DEAR EMILY,
I am a 33-year-old single man, not bad-looking, kinda smart, funny, well-educated and with a steady, high-paying job. Modesty aside, I believe I am a good catch for any girl.
A year ago, I met a very pretty 25-year-old girl, a single mother whose boyfriend works in the United States. Her status troubled me for a while, but I persisted and we began seeing each other regularly.
It’s been four months, and I would often sleep over at her house. I have become attached not only to her but also her son.
I feel, though, that she will never leave her boyfriend who supports her financially. And, considering she doesn’t have a job, she will need this support indefinitely. Despite her complaints about her boyfriend being abusive and her claims that she doesn’t love him anymore, I can see that she cares about him and wants to keep her family together.
I have been living in a fantasy world these past few months where I have my own family—a smart and beautiful wife and a cute young son. I acknowledge that I am the bad person here for inserting myself into her life, knowing that she is in a serious relationship. But I have been rationalizing that it does take two to tango. I can also honestly say that I make her happy, in and out of bed.
I feel that this relationship will eventually end with her boyfriend coming back to the Philippines or with her going to the US. Though a part of me feels relieved that someday I can move on to a more stable relationship with a new girl, and I will no longer be a kabit, I can’t stop myself from hoping that she will choose to stay with me instead. Am I just fooling myself with my delusions of a fairy tale ending?—CP3
Answer:
Anything forbidden is so seductive and tastes awfully sweet. Remember Adam and Eve? You’re going bonkers over this woman because the huge boulder between you two—her boyfriend—is becoming a real challenge.

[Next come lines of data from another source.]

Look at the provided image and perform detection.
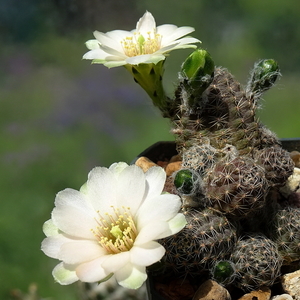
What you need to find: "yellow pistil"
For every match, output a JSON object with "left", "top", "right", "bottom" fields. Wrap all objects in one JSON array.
[
  {"left": 121, "top": 30, "right": 162, "bottom": 57},
  {"left": 92, "top": 206, "right": 137, "bottom": 254}
]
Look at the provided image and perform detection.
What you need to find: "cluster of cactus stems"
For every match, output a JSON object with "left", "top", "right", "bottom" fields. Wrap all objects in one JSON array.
[{"left": 134, "top": 49, "right": 300, "bottom": 290}]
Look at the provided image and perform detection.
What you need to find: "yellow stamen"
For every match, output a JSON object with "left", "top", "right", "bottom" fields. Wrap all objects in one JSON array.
[
  {"left": 92, "top": 206, "right": 137, "bottom": 254},
  {"left": 121, "top": 29, "right": 162, "bottom": 57}
]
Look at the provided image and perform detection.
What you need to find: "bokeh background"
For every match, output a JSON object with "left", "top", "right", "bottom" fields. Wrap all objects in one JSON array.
[{"left": 0, "top": 0, "right": 300, "bottom": 300}]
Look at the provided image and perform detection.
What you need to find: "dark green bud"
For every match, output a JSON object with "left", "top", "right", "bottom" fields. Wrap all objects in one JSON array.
[
  {"left": 174, "top": 169, "right": 195, "bottom": 194},
  {"left": 250, "top": 59, "right": 280, "bottom": 92},
  {"left": 213, "top": 260, "right": 235, "bottom": 284},
  {"left": 181, "top": 49, "right": 215, "bottom": 93}
]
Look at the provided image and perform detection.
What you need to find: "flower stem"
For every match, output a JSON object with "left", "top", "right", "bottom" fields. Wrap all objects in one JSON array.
[{"left": 125, "top": 61, "right": 170, "bottom": 117}]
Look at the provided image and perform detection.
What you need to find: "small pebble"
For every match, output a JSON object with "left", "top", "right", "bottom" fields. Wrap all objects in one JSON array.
[
  {"left": 281, "top": 270, "right": 300, "bottom": 300},
  {"left": 239, "top": 286, "right": 271, "bottom": 300},
  {"left": 135, "top": 156, "right": 157, "bottom": 172},
  {"left": 290, "top": 151, "right": 300, "bottom": 168},
  {"left": 271, "top": 294, "right": 293, "bottom": 300}
]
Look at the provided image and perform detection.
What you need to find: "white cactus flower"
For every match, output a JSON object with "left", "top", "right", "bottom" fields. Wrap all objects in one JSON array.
[
  {"left": 83, "top": 12, "right": 200, "bottom": 68},
  {"left": 42, "top": 162, "right": 186, "bottom": 289}
]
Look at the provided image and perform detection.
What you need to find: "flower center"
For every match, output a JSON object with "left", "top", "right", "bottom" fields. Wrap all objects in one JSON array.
[
  {"left": 121, "top": 29, "right": 162, "bottom": 57},
  {"left": 92, "top": 206, "right": 137, "bottom": 254}
]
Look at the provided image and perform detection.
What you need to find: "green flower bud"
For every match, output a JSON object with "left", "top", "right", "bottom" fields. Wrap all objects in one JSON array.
[
  {"left": 250, "top": 59, "right": 280, "bottom": 92},
  {"left": 212, "top": 260, "right": 235, "bottom": 284},
  {"left": 181, "top": 49, "right": 215, "bottom": 92},
  {"left": 174, "top": 169, "right": 195, "bottom": 194}
]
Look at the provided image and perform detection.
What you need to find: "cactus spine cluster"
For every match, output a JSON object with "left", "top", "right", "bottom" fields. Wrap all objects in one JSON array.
[{"left": 154, "top": 50, "right": 300, "bottom": 290}]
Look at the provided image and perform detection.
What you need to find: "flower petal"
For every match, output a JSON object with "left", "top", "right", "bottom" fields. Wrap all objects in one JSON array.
[
  {"left": 136, "top": 194, "right": 181, "bottom": 230},
  {"left": 82, "top": 46, "right": 108, "bottom": 60},
  {"left": 76, "top": 255, "right": 110, "bottom": 282},
  {"left": 86, "top": 167, "right": 118, "bottom": 213},
  {"left": 102, "top": 251, "right": 130, "bottom": 273},
  {"left": 52, "top": 263, "right": 78, "bottom": 285},
  {"left": 101, "top": 60, "right": 127, "bottom": 68},
  {"left": 115, "top": 165, "right": 146, "bottom": 215},
  {"left": 43, "top": 219, "right": 60, "bottom": 236},
  {"left": 41, "top": 234, "right": 71, "bottom": 258},
  {"left": 85, "top": 40, "right": 99, "bottom": 50},
  {"left": 157, "top": 26, "right": 195, "bottom": 47},
  {"left": 58, "top": 240, "right": 106, "bottom": 264},
  {"left": 52, "top": 192, "right": 98, "bottom": 240},
  {"left": 100, "top": 45, "right": 127, "bottom": 59},
  {"left": 115, "top": 263, "right": 147, "bottom": 289},
  {"left": 136, "top": 11, "right": 156, "bottom": 37},
  {"left": 109, "top": 162, "right": 128, "bottom": 177},
  {"left": 134, "top": 220, "right": 171, "bottom": 246},
  {"left": 94, "top": 30, "right": 125, "bottom": 54},
  {"left": 130, "top": 241, "right": 166, "bottom": 266}
]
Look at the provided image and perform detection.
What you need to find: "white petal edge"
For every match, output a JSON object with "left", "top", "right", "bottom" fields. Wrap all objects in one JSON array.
[
  {"left": 101, "top": 251, "right": 130, "bottom": 273},
  {"left": 43, "top": 219, "right": 60, "bottom": 237},
  {"left": 85, "top": 40, "right": 99, "bottom": 50},
  {"left": 52, "top": 263, "right": 78, "bottom": 285},
  {"left": 109, "top": 162, "right": 128, "bottom": 177},
  {"left": 41, "top": 234, "right": 71, "bottom": 259},
  {"left": 134, "top": 220, "right": 172, "bottom": 246},
  {"left": 136, "top": 11, "right": 156, "bottom": 36},
  {"left": 130, "top": 241, "right": 166, "bottom": 267},
  {"left": 76, "top": 255, "right": 111, "bottom": 282},
  {"left": 58, "top": 240, "right": 106, "bottom": 264},
  {"left": 115, "top": 165, "right": 146, "bottom": 215}
]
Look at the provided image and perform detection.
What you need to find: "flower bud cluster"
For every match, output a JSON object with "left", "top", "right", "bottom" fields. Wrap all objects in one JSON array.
[{"left": 160, "top": 51, "right": 300, "bottom": 290}]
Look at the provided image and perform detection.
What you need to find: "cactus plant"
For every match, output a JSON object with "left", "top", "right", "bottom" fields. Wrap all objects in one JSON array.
[
  {"left": 230, "top": 236, "right": 282, "bottom": 291},
  {"left": 270, "top": 207, "right": 300, "bottom": 264},
  {"left": 160, "top": 209, "right": 236, "bottom": 274}
]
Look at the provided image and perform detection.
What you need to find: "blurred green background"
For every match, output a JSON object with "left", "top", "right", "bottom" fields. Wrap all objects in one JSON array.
[{"left": 0, "top": 0, "right": 300, "bottom": 300}]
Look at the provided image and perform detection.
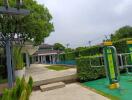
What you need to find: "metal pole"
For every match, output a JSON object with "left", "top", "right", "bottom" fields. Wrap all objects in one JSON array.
[{"left": 6, "top": 39, "right": 13, "bottom": 88}]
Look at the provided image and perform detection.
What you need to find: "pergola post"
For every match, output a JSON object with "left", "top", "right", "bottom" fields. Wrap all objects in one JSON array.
[{"left": 6, "top": 39, "right": 13, "bottom": 88}]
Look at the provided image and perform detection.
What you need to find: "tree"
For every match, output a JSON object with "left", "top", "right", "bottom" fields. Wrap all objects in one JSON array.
[
  {"left": 111, "top": 26, "right": 132, "bottom": 41},
  {"left": 0, "top": 0, "right": 54, "bottom": 45},
  {"left": 53, "top": 43, "right": 65, "bottom": 51}
]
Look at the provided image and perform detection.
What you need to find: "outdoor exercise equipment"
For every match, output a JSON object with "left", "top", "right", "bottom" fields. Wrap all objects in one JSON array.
[
  {"left": 103, "top": 42, "right": 120, "bottom": 89},
  {"left": 127, "top": 41, "right": 132, "bottom": 72}
]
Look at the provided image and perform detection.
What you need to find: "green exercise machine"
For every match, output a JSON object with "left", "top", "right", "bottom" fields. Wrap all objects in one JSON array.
[{"left": 103, "top": 42, "right": 120, "bottom": 89}]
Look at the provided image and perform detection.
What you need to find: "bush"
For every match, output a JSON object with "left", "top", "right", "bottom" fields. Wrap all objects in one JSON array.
[
  {"left": 1, "top": 77, "right": 33, "bottom": 100},
  {"left": 76, "top": 56, "right": 105, "bottom": 81},
  {"left": 113, "top": 38, "right": 132, "bottom": 53}
]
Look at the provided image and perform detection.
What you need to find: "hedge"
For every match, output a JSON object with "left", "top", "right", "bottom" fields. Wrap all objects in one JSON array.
[
  {"left": 113, "top": 38, "right": 132, "bottom": 53},
  {"left": 76, "top": 56, "right": 105, "bottom": 81},
  {"left": 59, "top": 38, "right": 132, "bottom": 61}
]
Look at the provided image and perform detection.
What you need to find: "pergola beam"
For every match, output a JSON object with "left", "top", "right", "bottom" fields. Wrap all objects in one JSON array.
[{"left": 0, "top": 7, "right": 30, "bottom": 15}]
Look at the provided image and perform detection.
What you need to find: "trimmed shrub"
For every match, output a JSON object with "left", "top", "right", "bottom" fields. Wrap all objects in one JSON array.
[
  {"left": 76, "top": 56, "right": 105, "bottom": 81},
  {"left": 113, "top": 38, "right": 132, "bottom": 53}
]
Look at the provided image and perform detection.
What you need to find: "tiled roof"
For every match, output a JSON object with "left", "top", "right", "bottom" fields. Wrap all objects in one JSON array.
[
  {"left": 39, "top": 44, "right": 53, "bottom": 48},
  {"left": 33, "top": 50, "right": 62, "bottom": 56}
]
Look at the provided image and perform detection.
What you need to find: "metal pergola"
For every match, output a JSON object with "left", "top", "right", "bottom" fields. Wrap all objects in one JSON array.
[{"left": 0, "top": 0, "right": 30, "bottom": 88}]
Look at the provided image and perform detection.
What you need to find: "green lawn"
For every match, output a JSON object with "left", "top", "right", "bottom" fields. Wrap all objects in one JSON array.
[
  {"left": 83, "top": 75, "right": 132, "bottom": 100},
  {"left": 46, "top": 65, "right": 70, "bottom": 71},
  {"left": 0, "top": 79, "right": 7, "bottom": 84}
]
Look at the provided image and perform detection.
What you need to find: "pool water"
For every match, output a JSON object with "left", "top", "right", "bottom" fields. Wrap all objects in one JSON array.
[{"left": 83, "top": 75, "right": 132, "bottom": 100}]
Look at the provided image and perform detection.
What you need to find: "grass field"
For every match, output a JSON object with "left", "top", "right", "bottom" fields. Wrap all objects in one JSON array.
[{"left": 83, "top": 75, "right": 132, "bottom": 100}]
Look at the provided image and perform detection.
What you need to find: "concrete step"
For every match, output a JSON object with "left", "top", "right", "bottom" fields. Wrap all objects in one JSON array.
[{"left": 40, "top": 82, "right": 65, "bottom": 92}]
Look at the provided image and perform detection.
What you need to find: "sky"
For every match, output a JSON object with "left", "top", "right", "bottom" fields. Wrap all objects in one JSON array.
[{"left": 37, "top": 0, "right": 132, "bottom": 48}]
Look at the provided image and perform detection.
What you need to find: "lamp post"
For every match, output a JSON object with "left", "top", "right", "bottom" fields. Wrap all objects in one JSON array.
[{"left": 0, "top": 0, "right": 30, "bottom": 88}]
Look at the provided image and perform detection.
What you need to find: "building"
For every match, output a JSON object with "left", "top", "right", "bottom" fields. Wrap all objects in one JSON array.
[{"left": 32, "top": 44, "right": 62, "bottom": 64}]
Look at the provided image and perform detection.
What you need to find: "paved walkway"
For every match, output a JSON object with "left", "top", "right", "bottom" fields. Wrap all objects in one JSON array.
[
  {"left": 30, "top": 83, "right": 109, "bottom": 100},
  {"left": 26, "top": 64, "right": 76, "bottom": 86}
]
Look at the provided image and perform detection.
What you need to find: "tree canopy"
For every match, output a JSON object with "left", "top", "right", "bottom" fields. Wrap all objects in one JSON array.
[
  {"left": 0, "top": 0, "right": 54, "bottom": 45},
  {"left": 53, "top": 43, "right": 65, "bottom": 51},
  {"left": 111, "top": 26, "right": 132, "bottom": 41}
]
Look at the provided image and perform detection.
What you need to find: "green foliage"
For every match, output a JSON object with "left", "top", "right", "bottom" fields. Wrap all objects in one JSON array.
[
  {"left": 1, "top": 77, "right": 33, "bottom": 100},
  {"left": 13, "top": 47, "right": 24, "bottom": 70},
  {"left": 76, "top": 56, "right": 105, "bottom": 81},
  {"left": 1, "top": 89, "right": 12, "bottom": 100},
  {"left": 53, "top": 43, "right": 65, "bottom": 51},
  {"left": 111, "top": 26, "right": 132, "bottom": 41},
  {"left": 19, "top": 90, "right": 27, "bottom": 100},
  {"left": 47, "top": 65, "right": 69, "bottom": 71},
  {"left": 113, "top": 38, "right": 132, "bottom": 53},
  {"left": 0, "top": 0, "right": 54, "bottom": 45}
]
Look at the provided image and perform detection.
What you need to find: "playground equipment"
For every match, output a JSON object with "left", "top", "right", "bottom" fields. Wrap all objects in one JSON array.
[
  {"left": 90, "top": 41, "right": 132, "bottom": 89},
  {"left": 103, "top": 42, "right": 120, "bottom": 89}
]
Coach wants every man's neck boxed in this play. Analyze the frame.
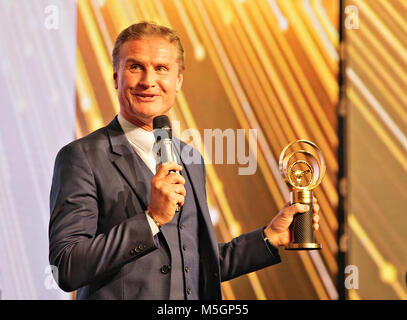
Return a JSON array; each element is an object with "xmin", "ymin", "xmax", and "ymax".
[{"xmin": 120, "ymin": 112, "xmax": 153, "ymax": 132}]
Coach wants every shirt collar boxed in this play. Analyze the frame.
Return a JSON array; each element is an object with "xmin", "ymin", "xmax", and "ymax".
[{"xmin": 117, "ymin": 113, "xmax": 155, "ymax": 153}]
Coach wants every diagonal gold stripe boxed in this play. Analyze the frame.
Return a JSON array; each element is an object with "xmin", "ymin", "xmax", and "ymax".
[
  {"xmin": 78, "ymin": 1, "xmax": 120, "ymax": 112},
  {"xmin": 347, "ymin": 213, "xmax": 407, "ymax": 300},
  {"xmin": 346, "ymin": 88, "xmax": 407, "ymax": 171}
]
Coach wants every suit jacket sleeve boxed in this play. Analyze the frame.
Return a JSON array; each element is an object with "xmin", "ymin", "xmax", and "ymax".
[{"xmin": 49, "ymin": 144, "xmax": 157, "ymax": 291}]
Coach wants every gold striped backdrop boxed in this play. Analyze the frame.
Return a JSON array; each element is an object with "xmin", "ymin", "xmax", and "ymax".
[
  {"xmin": 76, "ymin": 0, "xmax": 339, "ymax": 299},
  {"xmin": 343, "ymin": 0, "xmax": 407, "ymax": 299}
]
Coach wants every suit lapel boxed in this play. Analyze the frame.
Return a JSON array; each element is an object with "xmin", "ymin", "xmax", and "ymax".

She’ll complain to high heavens about the abuse he inflicts on her, she’ll tell you she’s not in love with him anymore—she’ll say this and that and much more—obviously to rationalize her attraction to you and make her relationship with you appear better than the one she’s discarding.
She can’t very well tell you otherwise without hurting you and making her feelings for you seem less. The lyrics of a song, “…if I am not near the boy I love, I love the boy I am near…” comes to mind.
What happens if you get her pregnant? What happens if she’s just waiting for her papers to join the other guy abroad? They have a child. They’ve had a history way before you. Do you think four months with you will obliterate that?
At 33, it’ll be best for you to set everything right before things get out of hand. Will you have the courage to stop the other guy’s financial support and carry on with that yourself? Why not test the water and propose marriage now if you’re serious about her, and not just while your time for a better woman to appear. See how she will react.
Save yourself from a clear and looming heartache. Think before you dig yourself deeper in a hole you can’t get out of. Words between you two may have the strength and commitment of soap bubbles, for all you know.